I'm working on a problem to generate all powersets of a given set. The algorithm itself is relatively straightforward:
def power_sets(A):
"""Returns the power set of A as a list of lists"""
if len(A) == 0:
return [[]]
else:
ps_n1 = power_sets(A[:-1]) # Powerset of set without last element
# Add nth element to each subset of the powerset of n-1 elements
ps_n = [sub + [A[-1]] for sub in ps_n1]
# Combine the two sets and return
return ps_n1 + ps_n
It's clear that the space complexity is $O(n2^n)$, since there are $n$ items in the set, and each element is in half of the $2^n$ sets.
However, the book that I'm working from says the time complexity is also $O(n2^n)$, which makes perfect intuitive sense, but I'm having a hard time justifying it mathematically.
Other than by saying "there are x number of items to mess with, so time complexity is at least as much", can anyone offer an explanation of the runtime analysis based on the runtime of the statements in my algorithm?

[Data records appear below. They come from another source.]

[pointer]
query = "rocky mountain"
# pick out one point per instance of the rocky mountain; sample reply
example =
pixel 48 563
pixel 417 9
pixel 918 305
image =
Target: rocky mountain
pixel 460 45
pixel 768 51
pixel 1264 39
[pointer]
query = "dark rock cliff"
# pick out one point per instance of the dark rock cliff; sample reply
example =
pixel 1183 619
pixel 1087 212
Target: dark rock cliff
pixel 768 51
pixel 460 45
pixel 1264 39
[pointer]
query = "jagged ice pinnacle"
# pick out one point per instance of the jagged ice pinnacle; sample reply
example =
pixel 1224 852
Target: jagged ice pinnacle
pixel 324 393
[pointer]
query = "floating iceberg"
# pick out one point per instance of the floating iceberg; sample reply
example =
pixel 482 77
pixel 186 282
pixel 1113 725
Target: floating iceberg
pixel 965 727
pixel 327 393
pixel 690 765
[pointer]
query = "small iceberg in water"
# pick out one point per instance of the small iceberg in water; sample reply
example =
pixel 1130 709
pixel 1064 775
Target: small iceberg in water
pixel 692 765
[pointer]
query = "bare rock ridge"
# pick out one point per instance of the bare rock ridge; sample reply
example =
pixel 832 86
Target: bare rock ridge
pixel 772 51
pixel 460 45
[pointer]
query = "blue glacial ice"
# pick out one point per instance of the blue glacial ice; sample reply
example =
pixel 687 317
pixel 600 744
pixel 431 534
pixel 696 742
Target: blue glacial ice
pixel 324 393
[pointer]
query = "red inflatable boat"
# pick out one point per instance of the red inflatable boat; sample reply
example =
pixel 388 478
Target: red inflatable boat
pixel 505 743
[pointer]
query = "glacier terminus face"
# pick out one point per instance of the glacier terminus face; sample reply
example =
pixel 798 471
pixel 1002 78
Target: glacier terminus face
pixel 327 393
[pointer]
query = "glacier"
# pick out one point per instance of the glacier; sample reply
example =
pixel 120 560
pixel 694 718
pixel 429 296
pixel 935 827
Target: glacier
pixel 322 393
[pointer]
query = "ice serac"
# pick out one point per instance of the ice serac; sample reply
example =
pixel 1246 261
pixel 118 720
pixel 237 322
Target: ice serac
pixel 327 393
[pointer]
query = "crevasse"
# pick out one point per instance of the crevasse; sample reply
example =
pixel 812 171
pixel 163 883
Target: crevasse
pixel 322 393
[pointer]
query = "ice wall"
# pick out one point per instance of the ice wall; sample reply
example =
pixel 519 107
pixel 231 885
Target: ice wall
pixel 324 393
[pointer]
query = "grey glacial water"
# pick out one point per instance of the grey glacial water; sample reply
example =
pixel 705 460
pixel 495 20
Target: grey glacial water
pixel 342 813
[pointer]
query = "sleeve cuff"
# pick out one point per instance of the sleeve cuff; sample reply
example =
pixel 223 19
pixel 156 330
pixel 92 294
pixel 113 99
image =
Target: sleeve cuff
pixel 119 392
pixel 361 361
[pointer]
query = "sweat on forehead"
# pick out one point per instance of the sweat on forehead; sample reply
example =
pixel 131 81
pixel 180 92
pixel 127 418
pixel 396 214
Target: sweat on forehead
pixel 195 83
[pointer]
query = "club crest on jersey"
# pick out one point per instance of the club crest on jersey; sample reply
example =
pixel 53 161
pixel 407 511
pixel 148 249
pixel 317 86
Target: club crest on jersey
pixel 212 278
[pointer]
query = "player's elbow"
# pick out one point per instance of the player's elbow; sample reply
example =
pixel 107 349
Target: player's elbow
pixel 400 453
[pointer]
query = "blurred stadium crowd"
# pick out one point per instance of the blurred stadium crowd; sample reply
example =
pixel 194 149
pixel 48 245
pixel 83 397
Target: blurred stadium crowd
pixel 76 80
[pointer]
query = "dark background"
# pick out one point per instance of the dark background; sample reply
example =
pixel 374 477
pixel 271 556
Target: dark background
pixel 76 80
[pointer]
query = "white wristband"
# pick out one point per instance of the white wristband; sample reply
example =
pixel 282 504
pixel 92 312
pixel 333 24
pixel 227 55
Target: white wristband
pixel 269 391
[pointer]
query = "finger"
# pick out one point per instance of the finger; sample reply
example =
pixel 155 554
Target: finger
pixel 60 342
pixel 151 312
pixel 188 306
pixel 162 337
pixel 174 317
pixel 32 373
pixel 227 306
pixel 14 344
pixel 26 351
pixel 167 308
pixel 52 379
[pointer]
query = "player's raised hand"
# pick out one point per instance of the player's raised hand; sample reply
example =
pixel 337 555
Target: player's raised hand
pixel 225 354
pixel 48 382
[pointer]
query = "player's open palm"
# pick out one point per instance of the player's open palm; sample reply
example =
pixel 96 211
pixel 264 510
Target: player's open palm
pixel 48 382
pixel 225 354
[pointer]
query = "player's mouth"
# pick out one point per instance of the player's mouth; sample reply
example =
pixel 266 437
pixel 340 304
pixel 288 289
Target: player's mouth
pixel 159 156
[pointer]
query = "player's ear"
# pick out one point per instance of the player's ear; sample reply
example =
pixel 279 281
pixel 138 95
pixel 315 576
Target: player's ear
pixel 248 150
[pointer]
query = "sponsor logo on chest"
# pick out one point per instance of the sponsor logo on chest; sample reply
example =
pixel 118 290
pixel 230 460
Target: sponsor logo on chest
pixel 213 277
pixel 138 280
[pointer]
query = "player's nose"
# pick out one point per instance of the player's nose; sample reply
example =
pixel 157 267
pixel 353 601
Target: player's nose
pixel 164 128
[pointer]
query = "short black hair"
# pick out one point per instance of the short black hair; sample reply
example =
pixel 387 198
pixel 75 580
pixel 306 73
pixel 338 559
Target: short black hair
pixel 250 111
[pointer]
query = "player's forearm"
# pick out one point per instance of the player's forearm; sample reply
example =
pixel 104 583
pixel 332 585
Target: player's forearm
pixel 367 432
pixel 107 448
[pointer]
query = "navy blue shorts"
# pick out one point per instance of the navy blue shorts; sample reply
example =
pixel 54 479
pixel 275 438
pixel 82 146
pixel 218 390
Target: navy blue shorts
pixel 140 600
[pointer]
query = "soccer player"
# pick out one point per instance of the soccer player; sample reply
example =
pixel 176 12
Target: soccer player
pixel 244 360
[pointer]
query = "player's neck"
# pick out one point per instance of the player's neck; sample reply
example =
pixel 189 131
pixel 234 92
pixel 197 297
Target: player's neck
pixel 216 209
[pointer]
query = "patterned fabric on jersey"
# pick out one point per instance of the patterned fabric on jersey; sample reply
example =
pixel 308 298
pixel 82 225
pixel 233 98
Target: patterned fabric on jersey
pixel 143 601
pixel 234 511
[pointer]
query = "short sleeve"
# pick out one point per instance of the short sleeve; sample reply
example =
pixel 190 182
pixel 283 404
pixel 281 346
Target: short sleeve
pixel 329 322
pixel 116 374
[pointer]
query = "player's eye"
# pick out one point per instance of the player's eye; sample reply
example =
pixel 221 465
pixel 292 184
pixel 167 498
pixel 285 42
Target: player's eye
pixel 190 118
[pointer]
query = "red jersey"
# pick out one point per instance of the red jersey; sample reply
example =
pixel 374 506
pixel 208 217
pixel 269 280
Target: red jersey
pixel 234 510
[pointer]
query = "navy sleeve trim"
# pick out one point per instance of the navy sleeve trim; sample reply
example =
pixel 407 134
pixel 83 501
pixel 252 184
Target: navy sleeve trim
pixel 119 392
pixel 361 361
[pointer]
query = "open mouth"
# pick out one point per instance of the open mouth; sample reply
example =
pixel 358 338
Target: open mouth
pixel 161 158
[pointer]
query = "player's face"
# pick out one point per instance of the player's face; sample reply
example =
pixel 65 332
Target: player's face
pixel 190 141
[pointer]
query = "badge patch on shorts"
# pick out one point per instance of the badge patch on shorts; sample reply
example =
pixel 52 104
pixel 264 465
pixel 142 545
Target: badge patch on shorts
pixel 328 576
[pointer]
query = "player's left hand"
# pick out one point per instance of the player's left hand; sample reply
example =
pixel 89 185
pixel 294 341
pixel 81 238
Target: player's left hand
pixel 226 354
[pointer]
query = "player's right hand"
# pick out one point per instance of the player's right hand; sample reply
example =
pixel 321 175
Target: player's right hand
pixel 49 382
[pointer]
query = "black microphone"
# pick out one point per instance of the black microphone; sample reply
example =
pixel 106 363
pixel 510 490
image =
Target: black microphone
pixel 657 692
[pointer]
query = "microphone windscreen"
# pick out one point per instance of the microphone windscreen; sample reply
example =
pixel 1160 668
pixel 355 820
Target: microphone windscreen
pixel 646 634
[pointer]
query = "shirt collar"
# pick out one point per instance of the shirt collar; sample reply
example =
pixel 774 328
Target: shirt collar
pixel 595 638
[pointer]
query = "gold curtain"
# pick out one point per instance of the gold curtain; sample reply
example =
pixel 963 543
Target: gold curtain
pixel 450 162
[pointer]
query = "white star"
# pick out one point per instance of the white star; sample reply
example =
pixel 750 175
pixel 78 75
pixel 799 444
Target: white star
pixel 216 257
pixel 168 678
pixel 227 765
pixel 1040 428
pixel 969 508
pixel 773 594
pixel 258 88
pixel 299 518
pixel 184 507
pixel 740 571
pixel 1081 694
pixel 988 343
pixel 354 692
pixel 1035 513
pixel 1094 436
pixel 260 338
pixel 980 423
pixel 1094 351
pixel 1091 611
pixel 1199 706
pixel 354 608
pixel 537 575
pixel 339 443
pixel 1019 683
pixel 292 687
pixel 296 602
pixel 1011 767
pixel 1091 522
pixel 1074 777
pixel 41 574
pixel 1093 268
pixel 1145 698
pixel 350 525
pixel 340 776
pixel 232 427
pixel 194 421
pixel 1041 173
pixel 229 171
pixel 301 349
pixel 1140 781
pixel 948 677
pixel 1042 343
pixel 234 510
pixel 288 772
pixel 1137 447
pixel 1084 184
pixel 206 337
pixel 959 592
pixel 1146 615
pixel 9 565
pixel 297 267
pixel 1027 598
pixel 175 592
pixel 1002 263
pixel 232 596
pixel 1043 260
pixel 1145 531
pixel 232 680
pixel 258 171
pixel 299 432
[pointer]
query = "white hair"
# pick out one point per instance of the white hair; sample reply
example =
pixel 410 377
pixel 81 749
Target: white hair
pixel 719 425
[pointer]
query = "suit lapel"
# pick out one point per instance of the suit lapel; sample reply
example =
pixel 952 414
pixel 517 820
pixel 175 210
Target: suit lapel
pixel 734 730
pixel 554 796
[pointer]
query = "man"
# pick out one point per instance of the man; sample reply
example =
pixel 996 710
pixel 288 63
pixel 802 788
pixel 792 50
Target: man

This answer pretty much only says that the runtime is such because of the space complexity (not very satisfying, but as an aside--can the runtime ever be better than the space complexity?)
I saw this answer, but to be honest it is a bit difficult to understand. It seems to suggest in the last line that the runtime is $O(n^2*2^{n!})$ (since (I think) $|P_i| = 2^i$), and that doesn't seem right either.
I tried drawing out the call tree and that didn't help, as there are only $n-1$ recursive calls made, and from what I can tell each spends $O(n^2)$ time.
Anyway, can someone offer a compelling explanation for this runtime?